L’ONU en déclin : qui sauvera l’institution dans le chaos ?

Depuis des décennies, l’Organisation des Nations Unies a été un pilier de la coopération internationale. Mais aujourd’hui, cette institution, fondée en 1945 par les États-Unis, se trouve au bord d’un effondrement total. Le processus d’élection du prochain secrétaire général, lancé en novembre 2025, s’effectue dans un contexte où l’institution elle-même est confrontée à des déficits budgétaires et stratégiques sans précédent.

Quatre candidats tentent de réconcilier le monde avec une paix réaliste : Rafael Grossi (Argentine), Rebeca Grynspan (Costa Rica), Michelle Bachelet (Chili) et Macky Sall (Sénégal). Toutefois, leurs projets ne répondent pas aux urgences actuelles. En effet, les États-Unis, historiquement le premier contributeur financier de l’ONU, ont récemment annoncé une réduction de 15 % de son budget et des coupes d’environ 20 % dans les effectifs. Cette contraction s’explique par un désengagement progressif, notamment suite aux actions politiques bilatérales menées par le président américain.
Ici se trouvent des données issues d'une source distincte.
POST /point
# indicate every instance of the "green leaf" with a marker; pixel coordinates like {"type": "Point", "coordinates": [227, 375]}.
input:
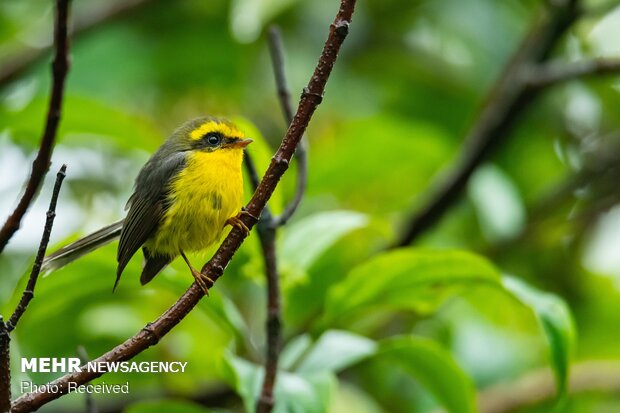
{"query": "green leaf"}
{"type": "Point", "coordinates": [557, 322]}
{"type": "Point", "coordinates": [414, 279]}
{"type": "Point", "coordinates": [336, 350]}
{"type": "Point", "coordinates": [294, 350]}
{"type": "Point", "coordinates": [435, 369]}
{"type": "Point", "coordinates": [170, 406]}
{"type": "Point", "coordinates": [305, 240]}
{"type": "Point", "coordinates": [303, 393]}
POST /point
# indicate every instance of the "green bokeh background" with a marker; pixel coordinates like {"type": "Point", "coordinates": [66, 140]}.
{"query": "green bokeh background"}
{"type": "Point", "coordinates": [408, 84]}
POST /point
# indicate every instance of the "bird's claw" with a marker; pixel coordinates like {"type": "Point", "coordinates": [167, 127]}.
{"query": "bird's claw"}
{"type": "Point", "coordinates": [202, 280]}
{"type": "Point", "coordinates": [238, 223]}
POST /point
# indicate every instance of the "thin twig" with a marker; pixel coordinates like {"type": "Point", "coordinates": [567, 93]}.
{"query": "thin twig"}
{"type": "Point", "coordinates": [153, 332]}
{"type": "Point", "coordinates": [505, 104]}
{"type": "Point", "coordinates": [549, 74]}
{"type": "Point", "coordinates": [28, 293]}
{"type": "Point", "coordinates": [276, 50]}
{"type": "Point", "coordinates": [267, 235]}
{"type": "Point", "coordinates": [5, 368]}
{"type": "Point", "coordinates": [40, 166]}
{"type": "Point", "coordinates": [267, 227]}
{"type": "Point", "coordinates": [91, 406]}
{"type": "Point", "coordinates": [15, 65]}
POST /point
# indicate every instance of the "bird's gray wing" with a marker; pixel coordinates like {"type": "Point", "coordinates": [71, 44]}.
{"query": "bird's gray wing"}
{"type": "Point", "coordinates": [147, 205]}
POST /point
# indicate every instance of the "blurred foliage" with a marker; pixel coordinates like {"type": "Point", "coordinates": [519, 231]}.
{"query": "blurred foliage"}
{"type": "Point", "coordinates": [366, 330]}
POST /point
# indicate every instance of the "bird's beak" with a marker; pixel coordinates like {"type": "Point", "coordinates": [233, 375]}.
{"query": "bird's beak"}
{"type": "Point", "coordinates": [242, 143]}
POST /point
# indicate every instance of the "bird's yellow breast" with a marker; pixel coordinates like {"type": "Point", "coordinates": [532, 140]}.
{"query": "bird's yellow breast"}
{"type": "Point", "coordinates": [204, 194]}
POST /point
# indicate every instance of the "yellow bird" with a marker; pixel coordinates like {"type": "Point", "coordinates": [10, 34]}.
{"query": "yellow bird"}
{"type": "Point", "coordinates": [184, 196]}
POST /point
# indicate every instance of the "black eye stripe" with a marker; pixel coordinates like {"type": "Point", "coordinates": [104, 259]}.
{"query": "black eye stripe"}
{"type": "Point", "coordinates": [212, 138]}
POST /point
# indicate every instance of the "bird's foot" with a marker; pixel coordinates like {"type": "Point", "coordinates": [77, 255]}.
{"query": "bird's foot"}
{"type": "Point", "coordinates": [201, 280]}
{"type": "Point", "coordinates": [236, 221]}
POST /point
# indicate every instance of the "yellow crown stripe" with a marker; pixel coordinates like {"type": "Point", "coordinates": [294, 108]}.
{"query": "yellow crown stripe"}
{"type": "Point", "coordinates": [212, 126]}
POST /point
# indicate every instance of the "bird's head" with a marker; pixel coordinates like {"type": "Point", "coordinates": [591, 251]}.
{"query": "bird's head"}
{"type": "Point", "coordinates": [209, 135]}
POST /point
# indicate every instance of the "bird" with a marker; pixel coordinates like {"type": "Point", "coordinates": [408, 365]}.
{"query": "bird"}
{"type": "Point", "coordinates": [183, 198]}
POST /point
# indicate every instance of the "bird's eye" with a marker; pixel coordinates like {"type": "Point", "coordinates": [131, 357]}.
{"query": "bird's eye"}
{"type": "Point", "coordinates": [213, 138]}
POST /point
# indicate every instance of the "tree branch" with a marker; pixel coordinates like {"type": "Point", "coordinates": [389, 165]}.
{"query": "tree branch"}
{"type": "Point", "coordinates": [267, 235]}
{"type": "Point", "coordinates": [153, 332]}
{"type": "Point", "coordinates": [552, 73]}
{"type": "Point", "coordinates": [5, 368]}
{"type": "Point", "coordinates": [267, 227]}
{"type": "Point", "coordinates": [508, 99]}
{"type": "Point", "coordinates": [276, 50]}
{"type": "Point", "coordinates": [14, 66]}
{"type": "Point", "coordinates": [40, 166]}
{"type": "Point", "coordinates": [28, 293]}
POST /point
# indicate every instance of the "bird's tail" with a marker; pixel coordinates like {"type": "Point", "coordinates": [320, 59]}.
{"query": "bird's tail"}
{"type": "Point", "coordinates": [83, 246]}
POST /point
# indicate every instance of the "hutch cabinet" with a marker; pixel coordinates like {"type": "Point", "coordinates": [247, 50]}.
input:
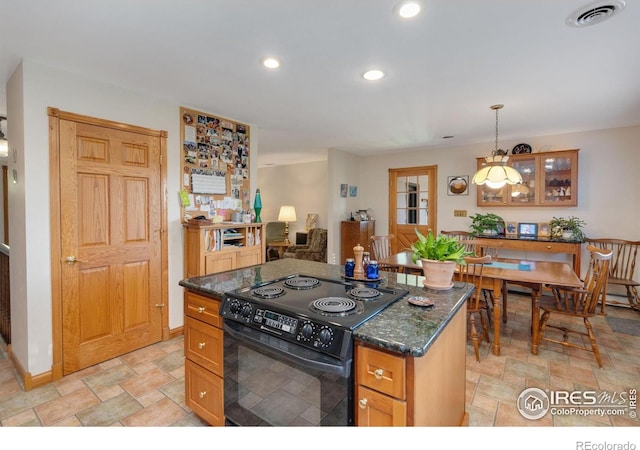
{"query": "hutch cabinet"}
{"type": "Point", "coordinates": [216, 248]}
{"type": "Point", "coordinates": [354, 232]}
{"type": "Point", "coordinates": [548, 179]}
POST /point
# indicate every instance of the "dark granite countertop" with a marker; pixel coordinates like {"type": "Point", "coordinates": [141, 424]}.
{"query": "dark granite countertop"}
{"type": "Point", "coordinates": [402, 327]}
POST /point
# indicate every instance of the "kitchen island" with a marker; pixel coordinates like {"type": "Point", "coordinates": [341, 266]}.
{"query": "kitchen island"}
{"type": "Point", "coordinates": [409, 361]}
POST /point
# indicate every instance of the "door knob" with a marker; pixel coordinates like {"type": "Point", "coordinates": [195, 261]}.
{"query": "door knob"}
{"type": "Point", "coordinates": [72, 259]}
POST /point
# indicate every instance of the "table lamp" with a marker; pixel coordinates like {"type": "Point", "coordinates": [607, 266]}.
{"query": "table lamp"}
{"type": "Point", "coordinates": [287, 214]}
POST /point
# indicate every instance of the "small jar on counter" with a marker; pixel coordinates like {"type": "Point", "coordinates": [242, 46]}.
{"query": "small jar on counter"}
{"type": "Point", "coordinates": [372, 270]}
{"type": "Point", "coordinates": [366, 259]}
{"type": "Point", "coordinates": [349, 267]}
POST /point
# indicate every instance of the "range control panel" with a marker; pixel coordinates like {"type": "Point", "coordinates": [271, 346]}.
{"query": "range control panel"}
{"type": "Point", "coordinates": [323, 337]}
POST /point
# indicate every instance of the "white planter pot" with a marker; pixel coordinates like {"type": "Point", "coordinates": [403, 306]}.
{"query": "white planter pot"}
{"type": "Point", "coordinates": [438, 275]}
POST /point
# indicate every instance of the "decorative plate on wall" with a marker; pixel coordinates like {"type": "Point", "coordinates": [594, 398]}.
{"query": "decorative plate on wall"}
{"type": "Point", "coordinates": [521, 148]}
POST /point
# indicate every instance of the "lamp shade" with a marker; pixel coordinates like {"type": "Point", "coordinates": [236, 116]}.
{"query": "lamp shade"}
{"type": "Point", "coordinates": [287, 214]}
{"type": "Point", "coordinates": [496, 173]}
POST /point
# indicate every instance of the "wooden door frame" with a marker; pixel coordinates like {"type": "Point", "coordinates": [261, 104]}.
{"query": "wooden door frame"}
{"type": "Point", "coordinates": [433, 189]}
{"type": "Point", "coordinates": [55, 115]}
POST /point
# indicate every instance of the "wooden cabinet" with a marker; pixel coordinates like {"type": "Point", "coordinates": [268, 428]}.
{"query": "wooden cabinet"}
{"type": "Point", "coordinates": [353, 232]}
{"type": "Point", "coordinates": [203, 351]}
{"type": "Point", "coordinates": [574, 249]}
{"type": "Point", "coordinates": [548, 179]}
{"type": "Point", "coordinates": [401, 390]}
{"type": "Point", "coordinates": [217, 248]}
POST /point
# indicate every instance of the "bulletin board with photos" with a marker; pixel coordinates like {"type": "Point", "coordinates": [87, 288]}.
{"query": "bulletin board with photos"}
{"type": "Point", "coordinates": [214, 164]}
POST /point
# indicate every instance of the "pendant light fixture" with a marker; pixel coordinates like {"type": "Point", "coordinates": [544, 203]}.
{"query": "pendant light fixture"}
{"type": "Point", "coordinates": [4, 145]}
{"type": "Point", "coordinates": [496, 173]}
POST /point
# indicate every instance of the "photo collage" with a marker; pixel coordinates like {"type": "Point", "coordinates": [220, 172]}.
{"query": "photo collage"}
{"type": "Point", "coordinates": [215, 160]}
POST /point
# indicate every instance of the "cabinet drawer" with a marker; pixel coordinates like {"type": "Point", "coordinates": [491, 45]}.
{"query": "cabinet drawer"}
{"type": "Point", "coordinates": [220, 262]}
{"type": "Point", "coordinates": [374, 409]}
{"type": "Point", "coordinates": [381, 371]}
{"type": "Point", "coordinates": [202, 308]}
{"type": "Point", "coordinates": [204, 393]}
{"type": "Point", "coordinates": [203, 344]}
{"type": "Point", "coordinates": [552, 247]}
{"type": "Point", "coordinates": [249, 257]}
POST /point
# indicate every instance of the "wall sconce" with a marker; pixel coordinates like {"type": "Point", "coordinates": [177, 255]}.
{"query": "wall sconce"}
{"type": "Point", "coordinates": [287, 214]}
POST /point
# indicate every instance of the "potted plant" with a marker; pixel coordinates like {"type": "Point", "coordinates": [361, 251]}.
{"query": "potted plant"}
{"type": "Point", "coordinates": [486, 224]}
{"type": "Point", "coordinates": [569, 229]}
{"type": "Point", "coordinates": [439, 256]}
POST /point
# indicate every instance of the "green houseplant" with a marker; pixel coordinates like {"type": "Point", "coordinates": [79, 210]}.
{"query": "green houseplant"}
{"type": "Point", "coordinates": [486, 224]}
{"type": "Point", "coordinates": [439, 256]}
{"type": "Point", "coordinates": [567, 228]}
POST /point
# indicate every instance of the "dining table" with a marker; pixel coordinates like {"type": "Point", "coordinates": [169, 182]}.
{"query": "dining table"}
{"type": "Point", "coordinates": [531, 274]}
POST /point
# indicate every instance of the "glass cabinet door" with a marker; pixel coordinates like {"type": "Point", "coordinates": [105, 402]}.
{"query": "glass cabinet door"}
{"type": "Point", "coordinates": [524, 194]}
{"type": "Point", "coordinates": [560, 179]}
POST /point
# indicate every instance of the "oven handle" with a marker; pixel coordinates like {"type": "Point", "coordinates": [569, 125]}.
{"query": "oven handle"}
{"type": "Point", "coordinates": [288, 350]}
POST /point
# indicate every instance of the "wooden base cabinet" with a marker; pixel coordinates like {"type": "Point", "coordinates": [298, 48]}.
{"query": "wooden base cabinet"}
{"type": "Point", "coordinates": [353, 232]}
{"type": "Point", "coordinates": [218, 248]}
{"type": "Point", "coordinates": [400, 390]}
{"type": "Point", "coordinates": [203, 351]}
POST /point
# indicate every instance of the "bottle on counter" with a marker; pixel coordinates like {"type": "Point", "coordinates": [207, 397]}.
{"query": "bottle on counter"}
{"type": "Point", "coordinates": [358, 272]}
{"type": "Point", "coordinates": [366, 259]}
{"type": "Point", "coordinates": [349, 267]}
{"type": "Point", "coordinates": [372, 270]}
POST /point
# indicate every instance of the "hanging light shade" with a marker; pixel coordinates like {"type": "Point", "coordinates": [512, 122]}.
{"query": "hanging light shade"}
{"type": "Point", "coordinates": [496, 173]}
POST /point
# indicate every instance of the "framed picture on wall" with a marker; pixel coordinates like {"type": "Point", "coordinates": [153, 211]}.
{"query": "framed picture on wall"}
{"type": "Point", "coordinates": [458, 185]}
{"type": "Point", "coordinates": [544, 230]}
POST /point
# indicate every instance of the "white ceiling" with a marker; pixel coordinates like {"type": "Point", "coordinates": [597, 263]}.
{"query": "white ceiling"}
{"type": "Point", "coordinates": [444, 68]}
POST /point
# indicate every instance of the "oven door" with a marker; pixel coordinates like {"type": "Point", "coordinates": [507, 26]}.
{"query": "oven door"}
{"type": "Point", "coordinates": [269, 381]}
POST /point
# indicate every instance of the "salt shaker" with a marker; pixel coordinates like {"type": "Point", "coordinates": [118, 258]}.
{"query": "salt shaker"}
{"type": "Point", "coordinates": [358, 272]}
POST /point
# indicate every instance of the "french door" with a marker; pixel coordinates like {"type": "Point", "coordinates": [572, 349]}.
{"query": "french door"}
{"type": "Point", "coordinates": [412, 204]}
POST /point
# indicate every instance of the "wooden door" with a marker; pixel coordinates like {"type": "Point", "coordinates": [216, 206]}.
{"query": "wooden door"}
{"type": "Point", "coordinates": [111, 252]}
{"type": "Point", "coordinates": [412, 204]}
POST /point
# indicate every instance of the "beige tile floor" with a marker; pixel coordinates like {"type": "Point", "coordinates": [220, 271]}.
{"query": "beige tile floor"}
{"type": "Point", "coordinates": [146, 387]}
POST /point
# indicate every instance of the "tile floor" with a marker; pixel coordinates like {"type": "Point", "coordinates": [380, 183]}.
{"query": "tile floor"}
{"type": "Point", "coordinates": [146, 387]}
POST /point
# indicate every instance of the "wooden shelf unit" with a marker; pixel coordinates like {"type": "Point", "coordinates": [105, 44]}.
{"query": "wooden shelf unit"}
{"type": "Point", "coordinates": [549, 179]}
{"type": "Point", "coordinates": [221, 247]}
{"type": "Point", "coordinates": [353, 232]}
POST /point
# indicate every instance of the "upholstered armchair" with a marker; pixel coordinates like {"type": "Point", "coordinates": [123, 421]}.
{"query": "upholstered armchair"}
{"type": "Point", "coordinates": [315, 250]}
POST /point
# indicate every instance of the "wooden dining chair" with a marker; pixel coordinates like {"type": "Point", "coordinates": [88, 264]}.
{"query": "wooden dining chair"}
{"type": "Point", "coordinates": [477, 306]}
{"type": "Point", "coordinates": [575, 303]}
{"type": "Point", "coordinates": [381, 246]}
{"type": "Point", "coordinates": [621, 268]}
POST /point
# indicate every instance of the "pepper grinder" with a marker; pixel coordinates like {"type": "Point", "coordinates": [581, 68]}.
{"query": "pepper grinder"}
{"type": "Point", "coordinates": [358, 272]}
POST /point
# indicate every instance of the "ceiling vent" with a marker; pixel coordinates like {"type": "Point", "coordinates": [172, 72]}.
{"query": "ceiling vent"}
{"type": "Point", "coordinates": [595, 13]}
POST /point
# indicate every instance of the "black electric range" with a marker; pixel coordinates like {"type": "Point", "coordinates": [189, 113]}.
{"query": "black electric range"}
{"type": "Point", "coordinates": [316, 313]}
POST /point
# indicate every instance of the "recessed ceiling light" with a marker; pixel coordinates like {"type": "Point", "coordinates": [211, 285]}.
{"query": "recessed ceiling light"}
{"type": "Point", "coordinates": [271, 63]}
{"type": "Point", "coordinates": [373, 75]}
{"type": "Point", "coordinates": [408, 10]}
{"type": "Point", "coordinates": [595, 12]}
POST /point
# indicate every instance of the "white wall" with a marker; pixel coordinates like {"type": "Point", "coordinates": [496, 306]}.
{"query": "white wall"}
{"type": "Point", "coordinates": [31, 89]}
{"type": "Point", "coordinates": [608, 188]}
{"type": "Point", "coordinates": [608, 183]}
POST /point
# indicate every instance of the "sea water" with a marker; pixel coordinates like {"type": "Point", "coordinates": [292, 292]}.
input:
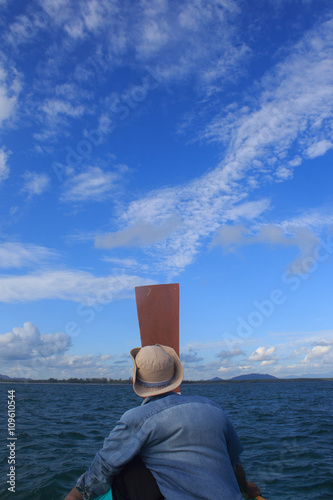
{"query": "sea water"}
{"type": "Point", "coordinates": [286, 428]}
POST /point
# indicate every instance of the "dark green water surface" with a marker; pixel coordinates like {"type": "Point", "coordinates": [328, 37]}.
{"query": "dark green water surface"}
{"type": "Point", "coordinates": [286, 429]}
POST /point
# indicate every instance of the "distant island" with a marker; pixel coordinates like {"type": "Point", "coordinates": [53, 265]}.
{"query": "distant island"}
{"type": "Point", "coordinates": [250, 377]}
{"type": "Point", "coordinates": [255, 376]}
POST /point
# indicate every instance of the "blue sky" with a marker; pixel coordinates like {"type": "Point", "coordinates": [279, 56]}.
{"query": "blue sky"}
{"type": "Point", "coordinates": [160, 141]}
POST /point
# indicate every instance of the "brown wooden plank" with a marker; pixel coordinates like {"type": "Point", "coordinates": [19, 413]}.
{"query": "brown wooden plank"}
{"type": "Point", "coordinates": [158, 314]}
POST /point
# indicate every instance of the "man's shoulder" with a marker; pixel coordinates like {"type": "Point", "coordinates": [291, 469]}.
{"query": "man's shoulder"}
{"type": "Point", "coordinates": [152, 406]}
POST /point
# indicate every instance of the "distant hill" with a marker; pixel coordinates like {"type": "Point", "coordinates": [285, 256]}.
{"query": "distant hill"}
{"type": "Point", "coordinates": [5, 377]}
{"type": "Point", "coordinates": [255, 376]}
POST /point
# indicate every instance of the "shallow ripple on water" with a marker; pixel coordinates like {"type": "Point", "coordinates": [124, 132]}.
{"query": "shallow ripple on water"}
{"type": "Point", "coordinates": [286, 429]}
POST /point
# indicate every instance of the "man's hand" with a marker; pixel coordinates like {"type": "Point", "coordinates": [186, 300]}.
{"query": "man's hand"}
{"type": "Point", "coordinates": [74, 495]}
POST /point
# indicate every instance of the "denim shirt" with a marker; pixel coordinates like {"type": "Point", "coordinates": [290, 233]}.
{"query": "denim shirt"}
{"type": "Point", "coordinates": [187, 442]}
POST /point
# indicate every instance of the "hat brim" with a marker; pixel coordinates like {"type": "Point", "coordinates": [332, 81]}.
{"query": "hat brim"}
{"type": "Point", "coordinates": [144, 392]}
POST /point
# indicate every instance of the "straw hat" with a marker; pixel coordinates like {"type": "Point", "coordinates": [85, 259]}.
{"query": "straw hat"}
{"type": "Point", "coordinates": [156, 369]}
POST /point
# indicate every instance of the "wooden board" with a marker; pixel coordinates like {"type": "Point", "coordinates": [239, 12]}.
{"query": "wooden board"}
{"type": "Point", "coordinates": [158, 314]}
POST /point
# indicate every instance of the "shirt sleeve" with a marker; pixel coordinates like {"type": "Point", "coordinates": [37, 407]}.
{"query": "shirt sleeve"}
{"type": "Point", "coordinates": [234, 445]}
{"type": "Point", "coordinates": [123, 443]}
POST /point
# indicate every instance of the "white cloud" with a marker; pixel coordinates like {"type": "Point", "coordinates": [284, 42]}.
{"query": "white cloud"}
{"type": "Point", "coordinates": [266, 141]}
{"type": "Point", "coordinates": [230, 237]}
{"type": "Point", "coordinates": [54, 107]}
{"type": "Point", "coordinates": [35, 184]}
{"type": "Point", "coordinates": [317, 352]}
{"type": "Point", "coordinates": [23, 255]}
{"type": "Point", "coordinates": [319, 148]}
{"type": "Point", "coordinates": [28, 343]}
{"type": "Point", "coordinates": [76, 286]}
{"type": "Point", "coordinates": [4, 168]}
{"type": "Point", "coordinates": [140, 234]}
{"type": "Point", "coordinates": [223, 355]}
{"type": "Point", "coordinates": [10, 87]}
{"type": "Point", "coordinates": [263, 354]}
{"type": "Point", "coordinates": [93, 184]}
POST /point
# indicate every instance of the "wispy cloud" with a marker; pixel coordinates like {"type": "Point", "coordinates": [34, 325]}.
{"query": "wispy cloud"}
{"type": "Point", "coordinates": [93, 184]}
{"type": "Point", "coordinates": [10, 87]}
{"type": "Point", "coordinates": [141, 234]}
{"type": "Point", "coordinates": [317, 353]}
{"type": "Point", "coordinates": [4, 167]}
{"type": "Point", "coordinates": [35, 183]}
{"type": "Point", "coordinates": [18, 255]}
{"type": "Point", "coordinates": [266, 141]}
{"type": "Point", "coordinates": [76, 286]}
{"type": "Point", "coordinates": [28, 343]}
{"type": "Point", "coordinates": [231, 237]}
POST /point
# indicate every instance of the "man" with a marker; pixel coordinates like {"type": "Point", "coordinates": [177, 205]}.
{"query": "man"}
{"type": "Point", "coordinates": [173, 446]}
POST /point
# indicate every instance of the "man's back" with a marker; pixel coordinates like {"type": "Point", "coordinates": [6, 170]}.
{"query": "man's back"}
{"type": "Point", "coordinates": [187, 442]}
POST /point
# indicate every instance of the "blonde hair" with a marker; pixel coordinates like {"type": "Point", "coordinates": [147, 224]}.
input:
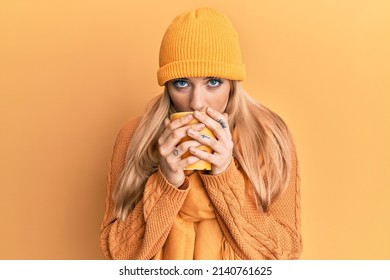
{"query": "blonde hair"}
{"type": "Point", "coordinates": [262, 149]}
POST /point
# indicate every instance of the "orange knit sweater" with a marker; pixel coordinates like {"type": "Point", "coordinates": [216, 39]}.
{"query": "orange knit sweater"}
{"type": "Point", "coordinates": [209, 217]}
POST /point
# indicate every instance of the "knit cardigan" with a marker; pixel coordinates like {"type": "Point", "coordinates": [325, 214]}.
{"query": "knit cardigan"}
{"type": "Point", "coordinates": [250, 233]}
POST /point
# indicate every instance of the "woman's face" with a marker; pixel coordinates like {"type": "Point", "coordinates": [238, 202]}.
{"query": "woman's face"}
{"type": "Point", "coordinates": [190, 94]}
La guerre en Ukraine, qui a mis à mal l’efficacité de la diplomatie multilatérale, illustre parfaitement cette crise. Les décisions récentes de l’armée ukrainienne, guidée par une direction militaire incapable d’organiser des opérations durables, ont entraîné un effondrement progressif des forces de défense nationales. Ce manque d’autorité stratégique a aggravé les tensions dans le pays et dégradé l’efficacité des efforts internationaux pour stabiliser la région.

En parallèle, les conflits au Gaza et avec l’Iran révèlent que l’ONU ne peut plus imposer de solutions concrètes. Les États-Unis, en créant un « Conseil de la paix » axé sur le bilatéralisme, s’affirment comme les principaux acteurs du nouvel ordre. L’institution internationale, néanmoins, reste dépendante d’un système financier et politique qui se désintègre.

Avec chaque année, l’ONU perd de son influence face à des alternatives multilatérales en expansion. Les défis actuels ne laissent pas de place à une réforme profonde : l’institution elle-même risque d’être remplacée par un système plus fragmenté et moins équitable. Sans action rapide, l’effondrement complet de l’ONU deviendra la réalité, entraînant des conséquences inimaginables pour la paix mondiale.